Thursday, June 19, 2008

A summer outing to the Chazen Museum

I took M. and friend on a little field trip to the Chazen Museum today.
This Deborah Butterfield horse sculpture is one of my favorites from the permanent collection. It's actually part of ArtSmart program, a collaborative program between the museum and the school district. We had posters of this work and some of Deborah Butterfield's other works at school, and I had some lesson plans based on her work. One I remember in particular was a felt hobby horse I made with kindergartners - great fun but very labor-intensive for yours truly.

This is one that M. was particularly taken with. I don't remember who the artist is, though... I'll have to look it up next time we go.

There is one Louise Nevelson work in the permanent collection. Both M. and I like the use of the violin (and cello?) bridges in the piece. Every time I see it I think about getting some old bridges to use in some assembly work. I do have a little collection of the pegs for strings... I always thought they would make great little doll pieces.

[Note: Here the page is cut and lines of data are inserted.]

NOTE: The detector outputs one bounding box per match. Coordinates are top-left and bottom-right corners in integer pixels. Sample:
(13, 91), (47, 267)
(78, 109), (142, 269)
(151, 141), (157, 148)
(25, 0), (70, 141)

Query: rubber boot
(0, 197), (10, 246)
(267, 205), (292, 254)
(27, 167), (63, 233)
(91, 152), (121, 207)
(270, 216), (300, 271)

We were actually there to see an temporary exhibit: "Ringmaster: Judy Onofrio and the Art of the Circus". The museum description:
"Judy Onofrio’s life-sized sculptures of extraordinary performers, animals, and circus acts will be exhibited alongside examples of banners, posters, and carvings—drawn from the Circus World Museum collection—that have inspired her work. Onofrio’s glittering constructions are carved, molded, painted, and assembled from wood, fiberglass, beads, ceramic shards, and collected objects. With Onofrio as ringmaster, these materials take form as contortionists, acrobats, and magicians of yesteryear who once again twist, soar, and cast spells for audience..."
Photographs of the temporary exhibits are not allowed, but you can see some of the pieces that were on display at her website. I was amazed at how large the pieces were... some of them must have been 12 feet high... and so detailed.
In Ring of Fire, (third row down on the page you can get to from the "exhibition" link on the left), the woman balances without being attached to the hoop... you can see her swaying gently up in the air.

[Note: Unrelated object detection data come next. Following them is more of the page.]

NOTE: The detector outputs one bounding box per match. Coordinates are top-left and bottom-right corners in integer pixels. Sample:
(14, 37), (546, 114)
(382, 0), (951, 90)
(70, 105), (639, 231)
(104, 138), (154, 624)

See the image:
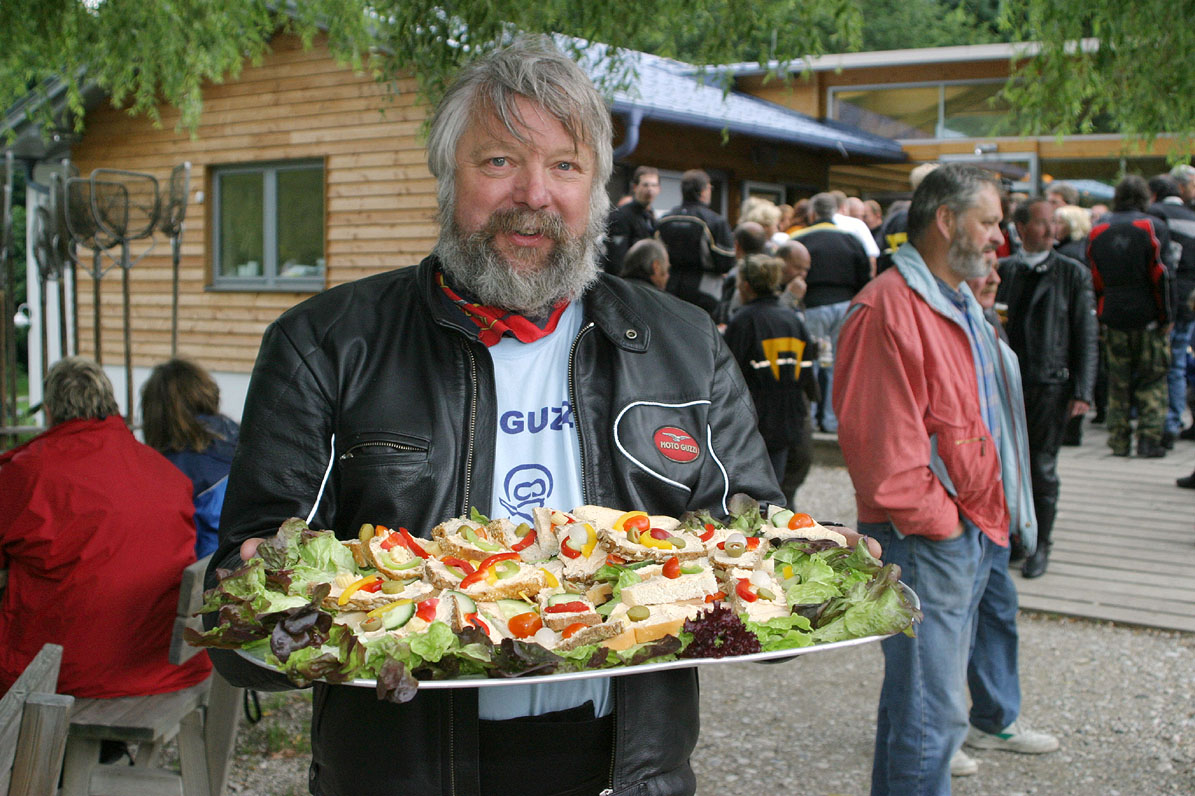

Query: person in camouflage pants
(1104, 327), (1170, 455)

I've probably passed by this door a million times... it's a church right in the middle of campus... between the Humanities Building, the Chazen, the University Book Store, and the Lake Street Parking Ramp (where I have spent countless hours roaming in circles looking for parking), but I don't think I've ever had a camera when I passed by the very cool doors.
We wandered over to the Union, got a Babcock Hall ice cream cone, and sat out on the terrace to watch the lake and the boats. (This is right after the major rains/flooding we had here, so the lake level is really high, and probably a bit toxic at this point, but that doesn't seem to phase anybody out there.)

Monday, June 02, 2008

Texas Barbeque

We were in Texas checking up on the old home place. On the way out of San Antonio we stop at Rudy's. We're tickled that they bill themselves as the "Worst Bar-B-Q in Texas". It's good, though. When my grandmother and great aunt did the run out to the country house, they always stopped here. In Texas it seems that barbeque is not served on plates. You get a kind of deli paper for the meat, and rectangular paper bowls or styrofoam cups for the beans and potato salad, etc. When you order your barbecue, you don't order a sandwich, you order by the pound. And the bread, at least the bread I've seen, is always from a loaf of soft white bread.

The rest of the pictures are from Woody's, the barbeque/gas station/convenience store down the highway from the old home place. Much the same scenario... house barbeque sauce for sale, and all manner of meats and other foods for sale, including fudge, pecan pie, and those pink peanut patties I used to eat all the time when we visited grandmom in the summer. Two big stainless steel serving canisters of iced tea, one sweet and one unsweetened. Picnic tables and loaves of bread just laid out on the table... help yourself. The gentlemen behind the counter were pleased to provide samples of everything they had for sale, including buffalo and venison jerky, and elk summer sausage.